Dominant negative TLRs are truncated versions of TLRs that lack the intracellular signaling TIR domain. To prove that TLR5 plays a role in sensing P. aeruginosa in HAECs, a dominant negative TLR5 was cotransfected with the reporter genes into the cells. In this experiment, both PAO1- and PAK-induced NF-κB activation were blocked, while LTA-induced stimulation through TLR2 remained intact (Fig. 5). The effect of dominant negative TLR2 on the response to P. aeruginosa in HAECs was also studied. Although HAECs transfected with dominant negative TLR2 showed some reduction in the response to P. aeruginosa, the response was not significantly different from that observed with the non-dominant negative TLR2-transfected group (data not shown). The results clearly demonstrated that the sensing of P. aeruginosa by HAECs was specifically mediated by TLR5.

FIG. 5.

FIG. 5.

HAECs sense P. aeruginosa via TLR5. HAECs were seeded in 24-well plates. As described in Materials and Methods, 0.5 μg dominant negative human TLR5 (DNTLR5) (solid bars) or empty vector DNA (open bars) together with 0.3 μg of the hBD2 promoter-driven firefly luciferase gene and 10 ng of the Renilla luciferase reporter gene was used for each well. Cells were challenged 24 h after transfection with 10 μg/ml LTA or 100 CFU/cell of heat-killed PAO1 or PAK for 18 h, and then dual-luciferase assays were performed to measure induction of the luciferase activity. The data are means ± standard errors for at least two independent experiments. Samples were compared to a control. The group containing dominant negative human TLR5 (+DNTLR5) was compared to the group not containing dominant negative human TLR5 (−DNTLR5). An asterisk indicates that the P value is <0.001.

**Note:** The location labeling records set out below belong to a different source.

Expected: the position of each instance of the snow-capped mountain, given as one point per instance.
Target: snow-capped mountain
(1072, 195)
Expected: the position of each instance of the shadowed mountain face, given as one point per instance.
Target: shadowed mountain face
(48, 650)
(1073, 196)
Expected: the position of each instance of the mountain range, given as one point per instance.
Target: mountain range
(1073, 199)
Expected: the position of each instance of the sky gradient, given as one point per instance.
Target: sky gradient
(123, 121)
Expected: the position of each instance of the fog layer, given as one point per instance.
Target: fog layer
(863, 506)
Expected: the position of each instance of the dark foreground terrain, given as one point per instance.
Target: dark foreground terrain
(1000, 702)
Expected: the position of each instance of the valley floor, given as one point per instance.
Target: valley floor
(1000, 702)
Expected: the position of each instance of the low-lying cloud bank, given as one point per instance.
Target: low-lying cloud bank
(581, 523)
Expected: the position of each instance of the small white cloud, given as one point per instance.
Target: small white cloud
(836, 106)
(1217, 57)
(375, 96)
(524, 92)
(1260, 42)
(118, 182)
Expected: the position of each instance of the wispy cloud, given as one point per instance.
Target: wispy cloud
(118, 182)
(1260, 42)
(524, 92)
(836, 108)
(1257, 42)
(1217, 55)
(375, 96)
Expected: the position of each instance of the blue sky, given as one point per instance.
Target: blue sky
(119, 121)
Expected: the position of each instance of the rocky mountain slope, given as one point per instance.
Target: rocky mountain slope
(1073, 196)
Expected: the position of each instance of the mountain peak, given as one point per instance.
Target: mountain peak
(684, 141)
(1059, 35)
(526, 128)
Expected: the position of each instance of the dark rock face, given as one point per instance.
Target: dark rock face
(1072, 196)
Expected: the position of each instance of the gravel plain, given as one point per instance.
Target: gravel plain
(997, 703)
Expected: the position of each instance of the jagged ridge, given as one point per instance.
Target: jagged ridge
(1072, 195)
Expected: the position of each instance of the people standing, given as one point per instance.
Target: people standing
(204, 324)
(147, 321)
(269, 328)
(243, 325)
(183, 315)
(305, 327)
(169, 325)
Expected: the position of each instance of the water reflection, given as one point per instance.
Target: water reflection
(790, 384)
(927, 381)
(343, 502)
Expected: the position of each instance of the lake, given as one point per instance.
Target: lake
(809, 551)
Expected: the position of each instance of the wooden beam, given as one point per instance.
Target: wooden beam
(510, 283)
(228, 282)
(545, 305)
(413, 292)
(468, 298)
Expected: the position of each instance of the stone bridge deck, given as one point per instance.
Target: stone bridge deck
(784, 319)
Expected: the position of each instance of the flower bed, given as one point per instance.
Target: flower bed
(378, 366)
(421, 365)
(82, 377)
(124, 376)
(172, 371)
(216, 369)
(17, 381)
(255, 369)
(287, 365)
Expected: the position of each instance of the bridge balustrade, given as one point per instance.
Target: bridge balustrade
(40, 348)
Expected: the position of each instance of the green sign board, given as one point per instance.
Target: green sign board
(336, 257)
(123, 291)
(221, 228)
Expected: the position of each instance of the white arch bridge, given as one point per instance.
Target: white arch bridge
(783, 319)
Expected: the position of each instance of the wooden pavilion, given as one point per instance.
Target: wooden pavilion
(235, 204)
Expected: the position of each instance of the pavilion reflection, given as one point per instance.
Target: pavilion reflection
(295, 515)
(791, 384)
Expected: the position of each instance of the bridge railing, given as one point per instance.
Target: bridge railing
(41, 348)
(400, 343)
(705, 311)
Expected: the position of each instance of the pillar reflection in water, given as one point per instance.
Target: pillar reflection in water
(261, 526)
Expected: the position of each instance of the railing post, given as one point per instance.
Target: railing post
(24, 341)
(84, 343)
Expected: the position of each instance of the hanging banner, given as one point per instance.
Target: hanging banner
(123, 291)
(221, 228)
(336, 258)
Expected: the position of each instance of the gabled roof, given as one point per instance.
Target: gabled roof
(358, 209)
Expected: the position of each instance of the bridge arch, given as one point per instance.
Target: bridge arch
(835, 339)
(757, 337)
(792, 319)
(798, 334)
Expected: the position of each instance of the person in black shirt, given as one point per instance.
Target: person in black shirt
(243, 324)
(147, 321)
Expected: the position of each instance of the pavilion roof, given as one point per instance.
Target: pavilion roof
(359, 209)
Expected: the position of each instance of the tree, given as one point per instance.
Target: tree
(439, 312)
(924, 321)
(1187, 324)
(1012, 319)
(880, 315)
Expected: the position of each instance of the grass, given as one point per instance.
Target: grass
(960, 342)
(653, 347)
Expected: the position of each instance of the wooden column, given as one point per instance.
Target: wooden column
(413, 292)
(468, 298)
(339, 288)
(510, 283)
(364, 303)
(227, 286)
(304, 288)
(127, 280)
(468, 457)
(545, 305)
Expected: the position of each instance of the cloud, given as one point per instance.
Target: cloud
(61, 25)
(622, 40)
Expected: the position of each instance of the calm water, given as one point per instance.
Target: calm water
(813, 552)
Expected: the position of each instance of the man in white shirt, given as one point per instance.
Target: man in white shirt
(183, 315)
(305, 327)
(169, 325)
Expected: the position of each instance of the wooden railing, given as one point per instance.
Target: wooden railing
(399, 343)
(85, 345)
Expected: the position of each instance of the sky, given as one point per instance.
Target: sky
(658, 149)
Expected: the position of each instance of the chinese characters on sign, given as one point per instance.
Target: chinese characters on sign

Our attention next focused on the intracellular signaling pathway of TLR5 in response to P. aeruginosa in HAECs. Activated IL-1R associates with a cytoplasmic adaptor protein, MyD88, through the homophilic interaction between their TIR domains. MyD88 also possesses the death domain, which mediates the association with a serine-threonine kinase IRAK. Subsequently, another adaptor molecule, TRAF6, is activated and in turn evokes diverse signaling, leading to activation of transcriptional factor NF-κB. TLRs, including TLR2, TLR4, and TLR9, employ signaling mechanisms similar to those of their homologous IL-1R (2). Here we used the dominant negative forms of human MyD88, IRAK, and TRAF6 to test the signaling of TLR5 in HAECs. When the results were expressed as percentages of the original signal (Fig. 6), all three dominant negative molecules reduced the response to PAO1 or PAK in a dose-dependent manner. Tollip is a newly identified component of the IL-1R pathway that binds IRAK and prevents it from associating with MyD88 (9). We cloned Tollip from a human lung cDNA library and overexpressed it in HAECs. Significant blocking of TLR5 signaling also occurred (Fig. 6). As shown in Fig. 6, dominant negative TIRAP had no effect on P. aeruginosa-induced NF-κB activation, which was by no means unexpected because TIRAP has been identified as a specific adaptor protein for TLR4 signaling. As the burden of DNA transfection in HAECs tends to reduce the general response to stimuli, TIRAP served as a negative control in this experimental setting. These results revealed a common initial part of the IL-1R signaling pathway involving MyD88, IRAK and its regulating protein Tollip, and TRAF6, which were utilized by TLR5 in response to P. aeruginosa.

FIG. 6.

FIG. 6.

Intracellular signaling pathway of P. aeruginosa-stimulated NF-κB activation in HAECs. Dominant negative (DN) human TIRAP (0.25 μg) or Tollip and dominant negative human MyD88, IRAK, or TRAF6 at a concentration of 0.25 or 0.5 μg, together with 0.3 μg of the hBD2 promoter-driven firefly luciferase gene and 10 ng of the Renilla luciferase reporter gene, was used for each well. Empty vector plasmids were used to make total amounts of DNA in the transfectants equal. Cells were challenged with 100 CFU/cell of heat-killed PAO1 or PAK for 18 h, and dual-luciferase assays were performed to measure induction of the luciferase activity. The values are percentages of the bacterium-stimulated induction in mock transfection experiments. The data are means ± standard errors for at least two independent experiments. Samples were compared to stimulation with mock transfection. An asterisk indicates that the P value is <0.001.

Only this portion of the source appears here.